Why this is important
Fundamentally it’s assumed that the levels in a design always have the same meaning independently of all the levels of all the other factors. So if you have a “high” level of buffer it should always be high regardless of which buffer it is.
So it’s actually essential to do tricks like this if you want to meaningfully compare different choices. To help see this, imagine the simpler situation where we want to compare ways of sweetening tea just using a single categoric variable (”sugar” vs “sweetener” for example).
For most artificial sweeteners the actual mass you need to achieve a given degree of subjective sweetness is much, much smaller than it is for sugar. So equalising the mass here would not make sense. If you did, you’d actually be comparing (e.g.) sweet tea with unsweetened tea, if you were to normalize based on a dose of 0.1g of sweetener.
By the same token if you wanted to simultaneously examine the type of sweetener with its amount you would have to define “high” and “low” differently for each choice. Otherwise there is a trivial dependency between the factor representing type of sweetener and the factor representing the amount of sweetener, and there’s no point doing the experiment since the analysis won’t make any real sense.
Under the Hood
Dealing with this situation is generally possible in most design packages, but it’s an example of how the requirements of the design (strict independence between all columns in the design) and the requirements of the experiment (a simple table showing you how much of everything you need to add to each mixture) are opposed.
Since third party design software exists to make designs, it typically won’t help you in this case - it’s up to you to work this out and do the work required to create the design in the right way then map the resulting factors into the table required to implement the experiment.

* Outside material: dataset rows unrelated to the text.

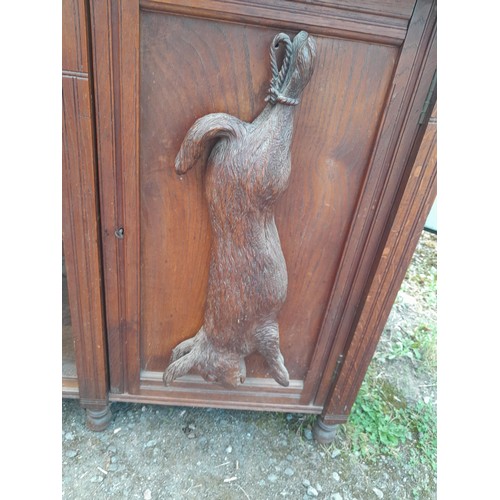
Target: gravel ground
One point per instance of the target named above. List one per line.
(159, 452)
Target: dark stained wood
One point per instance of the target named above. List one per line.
(329, 158)
(402, 239)
(74, 37)
(247, 170)
(379, 22)
(379, 192)
(84, 341)
(115, 43)
(81, 244)
(158, 66)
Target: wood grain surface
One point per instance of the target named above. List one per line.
(227, 70)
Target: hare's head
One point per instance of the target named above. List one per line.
(296, 70)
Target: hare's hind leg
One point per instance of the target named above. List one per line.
(267, 337)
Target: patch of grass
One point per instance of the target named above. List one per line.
(382, 422)
(419, 345)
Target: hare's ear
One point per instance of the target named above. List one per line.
(201, 138)
(179, 368)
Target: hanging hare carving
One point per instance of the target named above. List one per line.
(247, 169)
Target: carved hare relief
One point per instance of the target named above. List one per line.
(247, 169)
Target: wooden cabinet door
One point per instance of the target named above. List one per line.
(161, 64)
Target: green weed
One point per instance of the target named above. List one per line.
(382, 422)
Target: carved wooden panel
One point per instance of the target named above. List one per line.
(162, 64)
(246, 170)
(228, 71)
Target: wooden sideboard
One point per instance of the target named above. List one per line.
(136, 75)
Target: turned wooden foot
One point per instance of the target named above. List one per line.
(98, 420)
(324, 433)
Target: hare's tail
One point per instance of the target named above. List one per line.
(202, 136)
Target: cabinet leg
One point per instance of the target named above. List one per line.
(324, 433)
(98, 419)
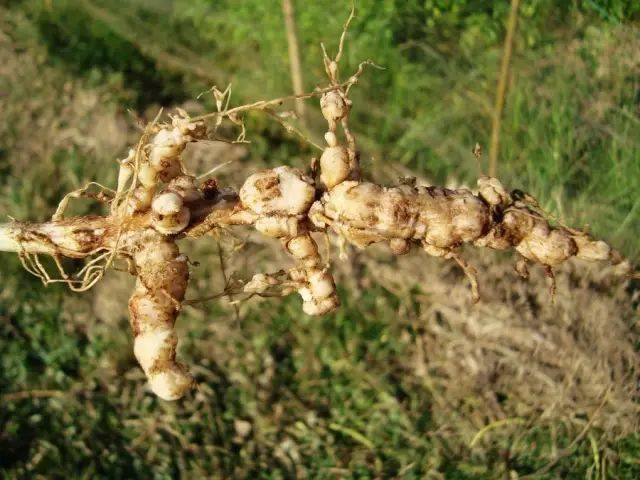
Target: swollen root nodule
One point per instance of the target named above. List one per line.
(157, 203)
(162, 281)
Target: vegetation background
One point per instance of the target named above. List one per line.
(407, 380)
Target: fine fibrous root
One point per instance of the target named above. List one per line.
(157, 202)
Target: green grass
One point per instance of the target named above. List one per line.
(326, 398)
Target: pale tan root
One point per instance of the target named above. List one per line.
(162, 280)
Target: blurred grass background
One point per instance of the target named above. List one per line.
(283, 395)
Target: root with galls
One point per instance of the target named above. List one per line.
(157, 203)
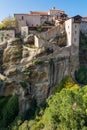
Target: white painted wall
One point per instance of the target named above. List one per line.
(72, 30)
(5, 35)
(75, 33)
(25, 19)
(68, 28)
(24, 31)
(83, 27)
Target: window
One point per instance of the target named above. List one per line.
(75, 26)
(75, 32)
(74, 39)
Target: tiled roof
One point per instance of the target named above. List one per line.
(38, 13)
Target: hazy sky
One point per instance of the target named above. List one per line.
(71, 7)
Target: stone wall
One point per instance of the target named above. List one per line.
(6, 35)
(52, 32)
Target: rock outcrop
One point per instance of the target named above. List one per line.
(33, 72)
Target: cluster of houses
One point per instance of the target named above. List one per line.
(29, 23)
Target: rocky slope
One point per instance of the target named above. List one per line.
(32, 72)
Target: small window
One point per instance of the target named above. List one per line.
(75, 32)
(74, 39)
(75, 26)
(22, 17)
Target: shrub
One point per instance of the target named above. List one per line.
(10, 111)
(81, 75)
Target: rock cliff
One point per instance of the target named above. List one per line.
(32, 72)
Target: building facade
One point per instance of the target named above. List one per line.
(34, 19)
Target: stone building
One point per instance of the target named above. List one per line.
(6, 35)
(72, 27)
(35, 18)
(83, 25)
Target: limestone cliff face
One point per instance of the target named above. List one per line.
(33, 72)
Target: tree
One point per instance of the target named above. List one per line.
(8, 22)
(67, 110)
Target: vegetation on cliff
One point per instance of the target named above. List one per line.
(66, 109)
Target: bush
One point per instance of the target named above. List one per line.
(81, 75)
(10, 111)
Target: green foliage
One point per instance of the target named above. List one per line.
(10, 111)
(3, 102)
(81, 75)
(37, 62)
(67, 110)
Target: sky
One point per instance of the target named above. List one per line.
(71, 7)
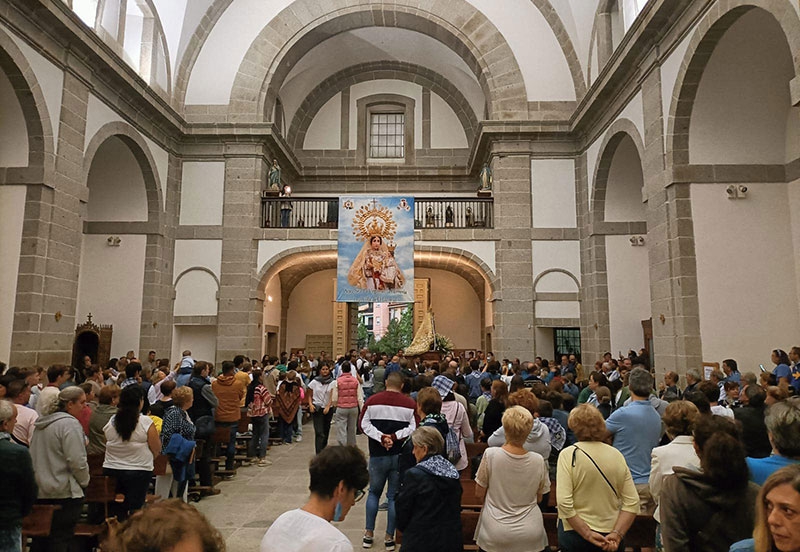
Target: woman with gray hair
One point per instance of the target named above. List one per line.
(58, 449)
(429, 503)
(18, 491)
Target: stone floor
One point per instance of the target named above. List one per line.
(255, 497)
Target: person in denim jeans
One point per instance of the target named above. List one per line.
(388, 419)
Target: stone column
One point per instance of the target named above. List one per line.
(670, 245)
(512, 335)
(47, 284)
(157, 299)
(241, 305)
(595, 321)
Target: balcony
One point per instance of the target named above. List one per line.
(429, 213)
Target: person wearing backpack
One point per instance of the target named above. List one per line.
(457, 422)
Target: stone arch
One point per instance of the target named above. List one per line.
(144, 159)
(196, 297)
(616, 133)
(292, 265)
(375, 71)
(567, 47)
(41, 157)
(556, 270)
(708, 32)
(458, 25)
(193, 268)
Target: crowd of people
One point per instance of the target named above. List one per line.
(715, 461)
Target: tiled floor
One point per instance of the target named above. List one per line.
(252, 500)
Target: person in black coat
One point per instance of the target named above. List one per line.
(428, 506)
(751, 416)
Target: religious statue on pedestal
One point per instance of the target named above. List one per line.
(485, 178)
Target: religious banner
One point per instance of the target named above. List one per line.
(376, 250)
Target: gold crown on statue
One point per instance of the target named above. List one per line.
(373, 219)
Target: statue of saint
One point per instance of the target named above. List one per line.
(485, 178)
(275, 177)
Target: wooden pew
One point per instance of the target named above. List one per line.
(471, 499)
(642, 533)
(38, 522)
(469, 521)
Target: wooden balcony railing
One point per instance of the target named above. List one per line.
(323, 212)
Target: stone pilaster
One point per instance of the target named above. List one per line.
(157, 299)
(47, 283)
(241, 308)
(670, 245)
(513, 308)
(595, 321)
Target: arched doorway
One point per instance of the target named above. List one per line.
(123, 199)
(298, 288)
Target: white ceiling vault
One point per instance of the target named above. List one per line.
(205, 43)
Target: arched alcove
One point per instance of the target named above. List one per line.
(733, 111)
(624, 184)
(742, 112)
(116, 184)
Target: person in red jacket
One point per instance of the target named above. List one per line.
(348, 398)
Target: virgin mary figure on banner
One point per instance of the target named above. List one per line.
(376, 272)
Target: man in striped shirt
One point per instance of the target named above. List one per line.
(388, 419)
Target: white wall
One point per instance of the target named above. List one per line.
(325, 129)
(748, 126)
(113, 292)
(557, 309)
(446, 130)
(628, 292)
(456, 306)
(116, 186)
(624, 186)
(267, 249)
(13, 131)
(483, 249)
(556, 254)
(192, 253)
(310, 308)
(747, 283)
(200, 340)
(272, 309)
(386, 86)
(202, 190)
(553, 193)
(12, 211)
(196, 294)
(543, 339)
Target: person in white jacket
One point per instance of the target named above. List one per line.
(58, 451)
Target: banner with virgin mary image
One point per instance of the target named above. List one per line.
(376, 250)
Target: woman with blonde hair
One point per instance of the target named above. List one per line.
(597, 500)
(169, 525)
(514, 480)
(492, 417)
(777, 514)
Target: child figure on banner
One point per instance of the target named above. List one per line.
(375, 267)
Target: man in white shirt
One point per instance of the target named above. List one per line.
(338, 477)
(19, 392)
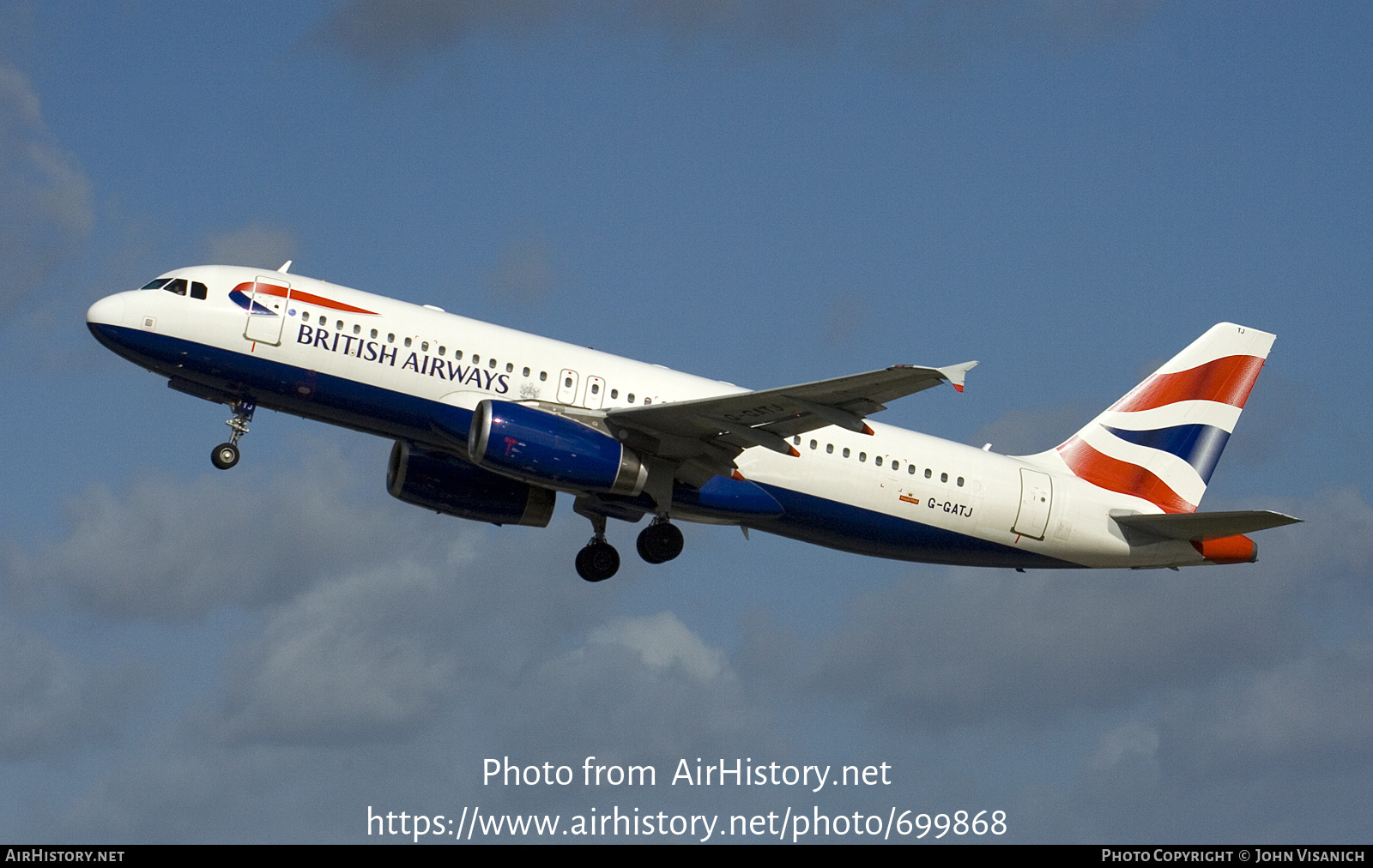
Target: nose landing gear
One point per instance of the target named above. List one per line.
(227, 455)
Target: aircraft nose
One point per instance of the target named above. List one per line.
(109, 310)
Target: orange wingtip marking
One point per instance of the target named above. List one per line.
(1228, 550)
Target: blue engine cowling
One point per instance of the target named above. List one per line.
(451, 485)
(549, 449)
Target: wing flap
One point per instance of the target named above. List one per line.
(787, 411)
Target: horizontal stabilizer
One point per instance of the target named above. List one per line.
(1201, 527)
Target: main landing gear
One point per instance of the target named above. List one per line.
(659, 543)
(597, 561)
(227, 455)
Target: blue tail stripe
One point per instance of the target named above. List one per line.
(1199, 445)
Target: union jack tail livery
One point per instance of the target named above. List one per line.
(1162, 440)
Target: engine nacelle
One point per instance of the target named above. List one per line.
(549, 449)
(451, 485)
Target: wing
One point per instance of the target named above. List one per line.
(1201, 527)
(711, 431)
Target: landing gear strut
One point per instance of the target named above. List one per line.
(227, 455)
(659, 543)
(597, 561)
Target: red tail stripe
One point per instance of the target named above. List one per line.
(1123, 477)
(1228, 381)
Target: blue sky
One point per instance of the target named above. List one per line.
(761, 192)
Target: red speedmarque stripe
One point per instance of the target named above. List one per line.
(305, 298)
(1228, 381)
(1123, 477)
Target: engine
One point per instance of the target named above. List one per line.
(549, 449)
(451, 485)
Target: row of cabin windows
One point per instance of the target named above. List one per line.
(180, 286)
(896, 465)
(457, 354)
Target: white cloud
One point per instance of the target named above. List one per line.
(662, 642)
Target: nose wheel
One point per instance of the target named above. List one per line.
(227, 455)
(659, 543)
(224, 456)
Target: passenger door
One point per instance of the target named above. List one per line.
(267, 310)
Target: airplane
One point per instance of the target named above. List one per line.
(491, 423)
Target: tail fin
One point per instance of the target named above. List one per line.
(1164, 438)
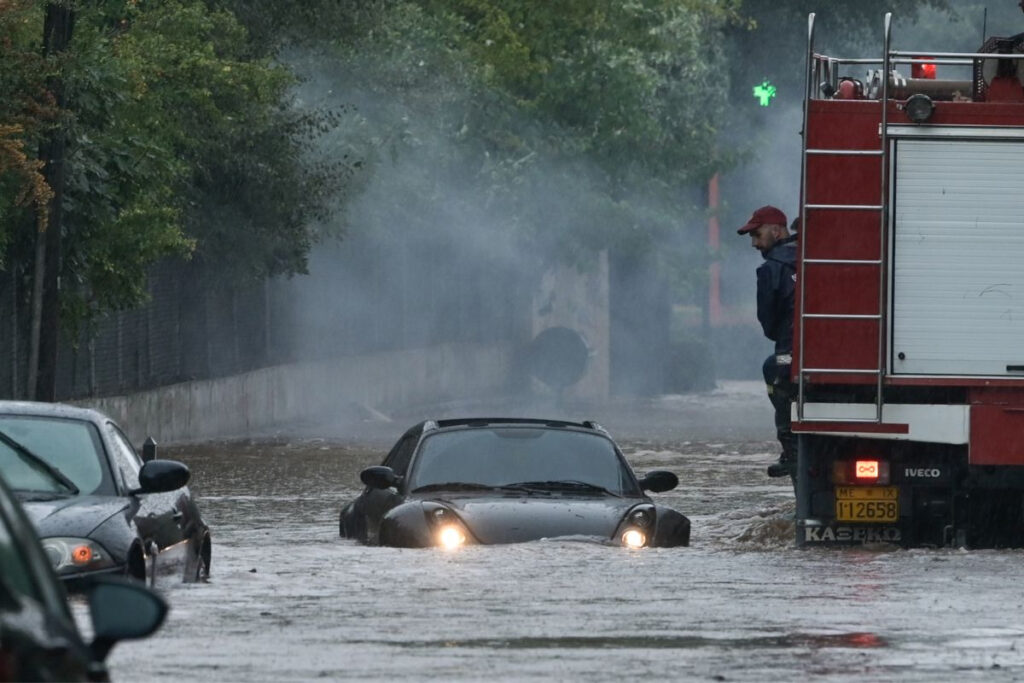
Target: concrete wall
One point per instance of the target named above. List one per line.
(260, 400)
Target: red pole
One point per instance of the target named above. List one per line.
(715, 269)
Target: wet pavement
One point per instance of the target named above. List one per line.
(289, 600)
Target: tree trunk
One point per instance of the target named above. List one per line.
(57, 29)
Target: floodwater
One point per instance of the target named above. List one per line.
(289, 600)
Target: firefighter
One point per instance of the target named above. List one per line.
(776, 284)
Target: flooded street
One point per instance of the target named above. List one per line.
(289, 600)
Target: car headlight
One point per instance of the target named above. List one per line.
(70, 555)
(445, 526)
(634, 538)
(637, 527)
(451, 537)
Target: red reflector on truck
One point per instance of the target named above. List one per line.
(860, 471)
(866, 469)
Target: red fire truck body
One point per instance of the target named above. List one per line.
(909, 315)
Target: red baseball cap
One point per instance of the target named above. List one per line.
(766, 215)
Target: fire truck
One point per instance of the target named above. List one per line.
(908, 335)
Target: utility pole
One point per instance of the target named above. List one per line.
(57, 27)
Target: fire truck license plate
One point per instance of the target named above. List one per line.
(866, 504)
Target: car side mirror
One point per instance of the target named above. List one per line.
(658, 481)
(122, 609)
(380, 477)
(158, 476)
(148, 450)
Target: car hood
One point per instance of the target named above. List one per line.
(522, 518)
(75, 516)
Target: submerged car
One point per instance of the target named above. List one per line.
(500, 480)
(39, 639)
(97, 506)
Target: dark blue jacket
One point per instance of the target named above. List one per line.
(776, 284)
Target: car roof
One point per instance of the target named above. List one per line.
(40, 409)
(481, 422)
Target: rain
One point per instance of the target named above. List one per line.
(463, 243)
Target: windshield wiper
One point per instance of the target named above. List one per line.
(38, 464)
(454, 485)
(565, 484)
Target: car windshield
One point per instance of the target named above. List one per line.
(502, 457)
(72, 447)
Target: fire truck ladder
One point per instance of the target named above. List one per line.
(820, 71)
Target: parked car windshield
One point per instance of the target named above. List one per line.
(507, 456)
(73, 446)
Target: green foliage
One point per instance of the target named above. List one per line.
(26, 112)
(567, 127)
(181, 140)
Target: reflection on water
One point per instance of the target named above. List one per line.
(290, 600)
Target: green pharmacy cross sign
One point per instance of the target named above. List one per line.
(764, 92)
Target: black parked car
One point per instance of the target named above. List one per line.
(98, 508)
(39, 640)
(497, 480)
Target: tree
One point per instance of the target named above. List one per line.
(166, 123)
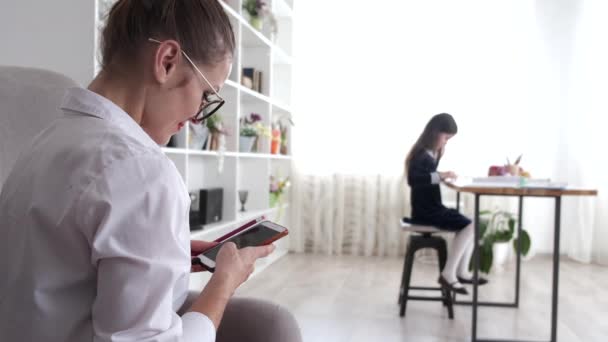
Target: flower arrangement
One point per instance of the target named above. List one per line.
(277, 187)
(251, 130)
(496, 227)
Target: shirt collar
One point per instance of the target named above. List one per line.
(86, 102)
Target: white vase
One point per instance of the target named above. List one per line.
(501, 251)
(246, 144)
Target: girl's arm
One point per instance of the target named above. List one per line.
(422, 171)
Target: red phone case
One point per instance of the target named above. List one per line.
(239, 229)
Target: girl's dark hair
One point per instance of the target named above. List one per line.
(440, 123)
(201, 27)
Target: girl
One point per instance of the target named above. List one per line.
(427, 208)
(94, 217)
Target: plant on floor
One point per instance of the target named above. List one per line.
(496, 227)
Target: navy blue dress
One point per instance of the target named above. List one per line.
(427, 208)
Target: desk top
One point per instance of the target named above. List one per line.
(520, 191)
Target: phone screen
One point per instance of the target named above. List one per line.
(254, 236)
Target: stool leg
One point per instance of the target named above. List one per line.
(442, 257)
(402, 287)
(407, 274)
(442, 252)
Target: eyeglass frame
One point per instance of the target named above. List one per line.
(198, 118)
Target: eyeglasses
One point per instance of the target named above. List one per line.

Synthace’s design platform handles this situation automatically when you ask for mutual exclusion by:
Creating a categorical variable representing the type of something
Creating a scaled numerical variable representing the amount of that thing
Automatically setting up the equations to convert amounts from the scaled form into the actual amounts for implementation
Unpicking all this at the analysis stage so that what you analyse is still in terms of the type and amount as independent (but likely interacting) factors.
Well done on making it to the end of this tutorial.